In fact, that’s quite an understatement. According to data from Feedvisor, a provider of algorithmic repricing and revenue intelligence, Prime Day orders were up 69% in the first 12 hours vs. 2017, and sales up 89%. Compared to the same period last week on Amazon, sales are up 80%, Feedvisor said.
Right at the 3 p.m. EDT start time on Monday, there was a website crash that prevented shoppers from accessing Amazon.com, leading to images of dogs, apologies and of course lots of social media blowback. After the site was back up, shoppers had to temporarily enter a security code to get in. It’s unclear how long the site was down although some of the issues seem to have been resolved by 4:30 p.m. EDT, while others continued until 7 p.m.

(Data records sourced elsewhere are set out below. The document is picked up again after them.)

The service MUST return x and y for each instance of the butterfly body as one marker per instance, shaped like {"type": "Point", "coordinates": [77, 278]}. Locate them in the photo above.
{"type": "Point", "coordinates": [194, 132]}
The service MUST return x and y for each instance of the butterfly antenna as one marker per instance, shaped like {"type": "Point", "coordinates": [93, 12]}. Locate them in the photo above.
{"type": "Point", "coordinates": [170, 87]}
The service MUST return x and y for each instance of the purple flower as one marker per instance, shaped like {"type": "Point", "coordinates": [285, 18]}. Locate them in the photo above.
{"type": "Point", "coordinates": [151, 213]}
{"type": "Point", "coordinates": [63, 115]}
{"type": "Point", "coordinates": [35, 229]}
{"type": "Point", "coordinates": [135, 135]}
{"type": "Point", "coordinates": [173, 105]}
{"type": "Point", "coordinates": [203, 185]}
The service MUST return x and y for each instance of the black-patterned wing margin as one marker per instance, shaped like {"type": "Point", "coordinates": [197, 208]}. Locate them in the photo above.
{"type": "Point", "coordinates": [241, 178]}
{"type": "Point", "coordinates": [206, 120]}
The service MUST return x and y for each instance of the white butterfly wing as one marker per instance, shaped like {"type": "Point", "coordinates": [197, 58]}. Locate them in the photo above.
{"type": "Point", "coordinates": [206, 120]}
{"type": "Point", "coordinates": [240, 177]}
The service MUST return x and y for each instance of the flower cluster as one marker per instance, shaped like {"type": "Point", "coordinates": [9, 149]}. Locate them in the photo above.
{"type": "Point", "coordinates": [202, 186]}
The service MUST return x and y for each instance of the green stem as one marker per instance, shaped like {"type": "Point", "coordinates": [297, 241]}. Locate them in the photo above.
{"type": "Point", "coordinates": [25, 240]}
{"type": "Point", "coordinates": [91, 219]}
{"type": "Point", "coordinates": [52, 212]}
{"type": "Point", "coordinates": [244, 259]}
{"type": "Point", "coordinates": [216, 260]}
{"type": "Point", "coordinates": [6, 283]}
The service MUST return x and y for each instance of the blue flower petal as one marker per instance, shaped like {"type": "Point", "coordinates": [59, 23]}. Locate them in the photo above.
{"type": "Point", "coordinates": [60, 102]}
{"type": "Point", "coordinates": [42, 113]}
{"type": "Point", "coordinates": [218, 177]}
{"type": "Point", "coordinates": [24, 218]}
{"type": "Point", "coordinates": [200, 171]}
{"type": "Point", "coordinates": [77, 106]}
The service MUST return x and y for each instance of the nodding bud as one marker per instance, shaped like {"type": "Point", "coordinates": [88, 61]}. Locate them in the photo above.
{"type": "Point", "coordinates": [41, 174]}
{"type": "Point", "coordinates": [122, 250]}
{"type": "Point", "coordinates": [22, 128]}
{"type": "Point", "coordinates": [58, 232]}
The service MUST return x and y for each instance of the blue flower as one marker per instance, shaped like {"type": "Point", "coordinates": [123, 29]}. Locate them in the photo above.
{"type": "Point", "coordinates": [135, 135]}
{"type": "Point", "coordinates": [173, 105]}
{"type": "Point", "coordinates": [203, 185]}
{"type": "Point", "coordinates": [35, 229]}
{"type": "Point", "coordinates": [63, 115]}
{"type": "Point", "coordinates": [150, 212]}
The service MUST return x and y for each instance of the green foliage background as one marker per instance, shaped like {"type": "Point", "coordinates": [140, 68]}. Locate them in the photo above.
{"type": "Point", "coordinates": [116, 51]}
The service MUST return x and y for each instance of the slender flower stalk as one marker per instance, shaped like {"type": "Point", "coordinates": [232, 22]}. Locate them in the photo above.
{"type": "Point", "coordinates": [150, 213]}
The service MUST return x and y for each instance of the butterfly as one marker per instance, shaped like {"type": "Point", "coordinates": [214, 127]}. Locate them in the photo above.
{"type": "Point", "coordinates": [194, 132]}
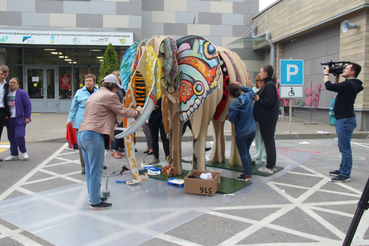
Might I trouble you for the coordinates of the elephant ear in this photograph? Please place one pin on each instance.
(126, 71)
(167, 55)
(198, 73)
(147, 73)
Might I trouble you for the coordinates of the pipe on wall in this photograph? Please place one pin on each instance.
(267, 38)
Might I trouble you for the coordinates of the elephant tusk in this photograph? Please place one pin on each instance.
(146, 111)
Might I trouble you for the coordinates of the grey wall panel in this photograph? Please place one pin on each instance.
(314, 48)
(153, 29)
(249, 54)
(210, 18)
(175, 29)
(43, 6)
(11, 18)
(232, 19)
(153, 5)
(196, 6)
(146, 16)
(187, 17)
(135, 21)
(84, 20)
(76, 7)
(241, 8)
(35, 19)
(106, 8)
(28, 6)
(128, 8)
(221, 30)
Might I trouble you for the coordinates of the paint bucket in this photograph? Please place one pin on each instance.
(105, 192)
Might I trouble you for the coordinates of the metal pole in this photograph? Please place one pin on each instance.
(311, 104)
(363, 204)
(290, 115)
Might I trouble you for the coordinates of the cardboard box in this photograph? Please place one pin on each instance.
(201, 186)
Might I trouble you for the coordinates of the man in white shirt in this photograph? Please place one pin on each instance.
(4, 88)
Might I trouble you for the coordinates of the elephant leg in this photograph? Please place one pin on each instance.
(199, 144)
(234, 158)
(176, 148)
(217, 153)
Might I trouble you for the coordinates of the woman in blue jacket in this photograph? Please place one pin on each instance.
(77, 110)
(240, 114)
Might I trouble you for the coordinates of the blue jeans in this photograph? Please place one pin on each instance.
(344, 129)
(93, 149)
(243, 146)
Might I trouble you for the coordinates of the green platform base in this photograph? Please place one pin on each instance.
(254, 170)
(227, 185)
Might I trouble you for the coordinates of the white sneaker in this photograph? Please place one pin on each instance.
(12, 158)
(266, 170)
(25, 155)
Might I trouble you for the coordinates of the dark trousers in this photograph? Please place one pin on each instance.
(154, 131)
(2, 120)
(16, 134)
(267, 133)
(80, 152)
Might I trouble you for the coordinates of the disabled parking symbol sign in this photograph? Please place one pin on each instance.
(292, 72)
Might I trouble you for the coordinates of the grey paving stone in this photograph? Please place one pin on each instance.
(220, 229)
(36, 239)
(293, 192)
(342, 223)
(261, 195)
(9, 242)
(346, 208)
(298, 220)
(47, 185)
(8, 225)
(156, 241)
(320, 196)
(268, 235)
(299, 180)
(38, 176)
(253, 214)
(65, 168)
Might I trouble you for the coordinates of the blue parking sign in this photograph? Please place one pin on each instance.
(292, 72)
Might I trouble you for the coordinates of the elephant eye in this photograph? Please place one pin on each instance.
(198, 88)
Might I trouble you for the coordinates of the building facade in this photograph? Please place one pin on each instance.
(312, 31)
(51, 69)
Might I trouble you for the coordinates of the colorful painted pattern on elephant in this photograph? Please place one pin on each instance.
(149, 65)
(223, 103)
(152, 75)
(167, 57)
(125, 68)
(198, 73)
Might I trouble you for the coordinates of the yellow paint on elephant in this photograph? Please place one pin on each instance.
(152, 75)
(129, 148)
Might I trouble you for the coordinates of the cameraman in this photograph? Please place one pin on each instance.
(344, 113)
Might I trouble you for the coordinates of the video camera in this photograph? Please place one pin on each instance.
(335, 67)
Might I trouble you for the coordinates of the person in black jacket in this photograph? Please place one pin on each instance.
(156, 124)
(345, 116)
(4, 90)
(266, 109)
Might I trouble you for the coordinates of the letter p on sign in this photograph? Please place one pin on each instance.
(292, 72)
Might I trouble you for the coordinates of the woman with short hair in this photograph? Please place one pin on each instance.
(101, 111)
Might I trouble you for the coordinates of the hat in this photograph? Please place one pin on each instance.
(112, 79)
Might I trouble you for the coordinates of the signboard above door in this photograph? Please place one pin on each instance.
(9, 36)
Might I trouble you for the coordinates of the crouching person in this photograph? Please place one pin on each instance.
(240, 114)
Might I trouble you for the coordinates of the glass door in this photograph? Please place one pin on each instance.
(42, 90)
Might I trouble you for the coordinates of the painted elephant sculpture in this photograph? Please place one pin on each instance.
(192, 76)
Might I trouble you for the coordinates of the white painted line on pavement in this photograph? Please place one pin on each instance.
(31, 173)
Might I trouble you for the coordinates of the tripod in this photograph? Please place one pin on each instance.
(362, 204)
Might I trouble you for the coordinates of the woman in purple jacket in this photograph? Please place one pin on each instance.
(20, 115)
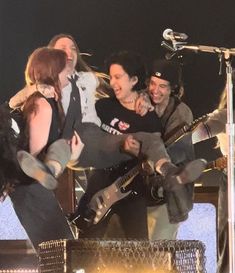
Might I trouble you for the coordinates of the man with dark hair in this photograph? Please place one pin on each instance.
(165, 90)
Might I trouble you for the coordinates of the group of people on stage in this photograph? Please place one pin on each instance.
(56, 121)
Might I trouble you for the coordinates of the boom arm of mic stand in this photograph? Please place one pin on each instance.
(209, 49)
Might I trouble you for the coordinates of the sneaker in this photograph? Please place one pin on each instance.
(184, 175)
(36, 169)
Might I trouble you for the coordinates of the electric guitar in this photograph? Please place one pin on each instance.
(94, 206)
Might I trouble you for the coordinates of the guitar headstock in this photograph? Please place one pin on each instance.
(221, 163)
(196, 122)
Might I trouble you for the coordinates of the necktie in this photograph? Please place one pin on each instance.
(74, 115)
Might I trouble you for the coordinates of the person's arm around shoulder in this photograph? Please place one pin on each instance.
(39, 126)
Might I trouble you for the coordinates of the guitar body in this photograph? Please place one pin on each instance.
(105, 188)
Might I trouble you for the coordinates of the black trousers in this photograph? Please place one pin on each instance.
(40, 214)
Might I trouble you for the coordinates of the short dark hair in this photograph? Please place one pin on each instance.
(133, 65)
(81, 64)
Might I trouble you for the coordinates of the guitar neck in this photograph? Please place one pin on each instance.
(218, 164)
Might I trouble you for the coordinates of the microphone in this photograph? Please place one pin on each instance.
(169, 34)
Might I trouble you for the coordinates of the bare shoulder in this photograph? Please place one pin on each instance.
(43, 105)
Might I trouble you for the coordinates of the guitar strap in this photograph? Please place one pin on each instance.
(170, 109)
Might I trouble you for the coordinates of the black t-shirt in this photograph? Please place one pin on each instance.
(116, 119)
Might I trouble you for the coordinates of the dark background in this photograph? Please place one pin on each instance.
(103, 26)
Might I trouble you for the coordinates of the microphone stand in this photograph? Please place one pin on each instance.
(226, 53)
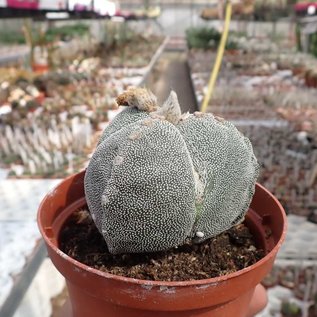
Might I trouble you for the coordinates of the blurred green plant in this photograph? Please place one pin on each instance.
(12, 37)
(290, 309)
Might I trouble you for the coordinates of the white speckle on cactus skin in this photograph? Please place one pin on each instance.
(187, 176)
(118, 160)
(135, 135)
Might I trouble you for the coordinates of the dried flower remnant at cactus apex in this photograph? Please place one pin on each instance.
(158, 177)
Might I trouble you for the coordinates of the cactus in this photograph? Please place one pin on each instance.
(159, 178)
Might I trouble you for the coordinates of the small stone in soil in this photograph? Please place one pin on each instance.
(228, 252)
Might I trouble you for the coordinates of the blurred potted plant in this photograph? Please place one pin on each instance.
(156, 180)
(290, 309)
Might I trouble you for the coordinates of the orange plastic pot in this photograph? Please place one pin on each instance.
(99, 294)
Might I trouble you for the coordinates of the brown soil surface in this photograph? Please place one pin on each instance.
(231, 251)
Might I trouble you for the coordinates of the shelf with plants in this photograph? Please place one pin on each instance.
(266, 95)
(50, 121)
(294, 291)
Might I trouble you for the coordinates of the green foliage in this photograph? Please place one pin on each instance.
(66, 32)
(202, 37)
(313, 44)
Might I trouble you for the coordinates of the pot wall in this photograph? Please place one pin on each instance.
(101, 294)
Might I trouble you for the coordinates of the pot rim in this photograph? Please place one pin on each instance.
(202, 282)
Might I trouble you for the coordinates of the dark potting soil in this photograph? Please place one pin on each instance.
(230, 251)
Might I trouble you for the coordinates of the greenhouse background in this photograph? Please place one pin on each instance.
(62, 64)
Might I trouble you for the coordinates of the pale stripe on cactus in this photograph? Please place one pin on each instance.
(158, 178)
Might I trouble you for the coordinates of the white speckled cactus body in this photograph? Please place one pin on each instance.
(158, 178)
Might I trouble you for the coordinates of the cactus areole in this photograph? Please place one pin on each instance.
(159, 178)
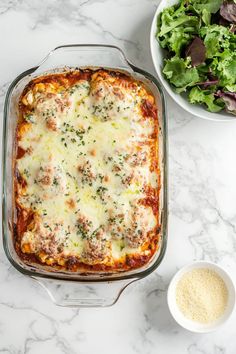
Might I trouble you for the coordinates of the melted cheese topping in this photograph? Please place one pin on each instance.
(88, 170)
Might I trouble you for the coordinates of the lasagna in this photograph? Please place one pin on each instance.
(86, 172)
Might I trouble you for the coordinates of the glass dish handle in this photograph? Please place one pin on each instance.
(83, 294)
(84, 55)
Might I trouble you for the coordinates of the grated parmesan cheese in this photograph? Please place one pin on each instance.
(201, 295)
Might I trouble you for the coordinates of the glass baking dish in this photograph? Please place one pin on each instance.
(74, 289)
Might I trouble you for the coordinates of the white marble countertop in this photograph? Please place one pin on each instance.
(202, 198)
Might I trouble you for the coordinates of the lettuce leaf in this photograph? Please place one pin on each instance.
(180, 73)
(196, 95)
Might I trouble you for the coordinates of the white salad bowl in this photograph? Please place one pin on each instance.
(158, 55)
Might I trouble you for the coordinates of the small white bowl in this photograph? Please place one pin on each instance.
(177, 314)
(158, 55)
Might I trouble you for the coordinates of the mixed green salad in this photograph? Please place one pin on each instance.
(200, 39)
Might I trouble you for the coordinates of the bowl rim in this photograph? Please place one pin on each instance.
(191, 325)
(203, 114)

“Some customers are having difficulty shopping, and we’re working to resolve this issue quickly,” an Amazon spokesperson told CNN Monday night. “Many are shopping successfully – in the first hour of Prime Day in the U.S., customers have ordered more items compared to the first hour last year. There are hundreds of thousands of deals to come and more than 34 hours to shop Prime Day.”
In Spain, nearly 1,800 Amazon workers walked off the job on Monday for a planned 72-hour strike in a protest over wages and working conditions, with workers in Germany expected to do the same today. This has happened in past years leading up to the Christmas holiday but not on Prime Day. Amazon said the labor issues didn’t materially affect its operations.
“Amazon is a fair and responsible employer and as such we are committed to dialogue, which is an inseparable part of our culture,” the company said in response. “We are committed to ensuring a fair cooperation with all our employees, including positive working conditions and a caring and inclusive environment.”
Advocacy groups have organized a boycott of Amazon and protests outside Whole Foods Markets throughout Prime Day to pressure the company to not sell Nazi, Confederate and white supremacist items from third-party merchants.
“The goal of #PrimeDayofAction is to raise awareness about the harmful practices of the nation’s largest online retailer and to ask: is there anything Amazon won’t do for a dollar?” said The Action Center on Race and the Economy.
In a counter to all the bad PR moments, Amazon sent out a number of press releases this morning touting new Amazon Web Services contracts with Major League Baseball, 21st Century Fox and Epic Games. AWS is by far the biggest profit center for Amazon, which made it easier for the company to spend more than $7 billion in shipping costs last year. That rapidly rising figure is the impetus for Amazon’s ever-expanding logistics developments, an attempt to lessen its dependence on major carriers and handle peak volumes.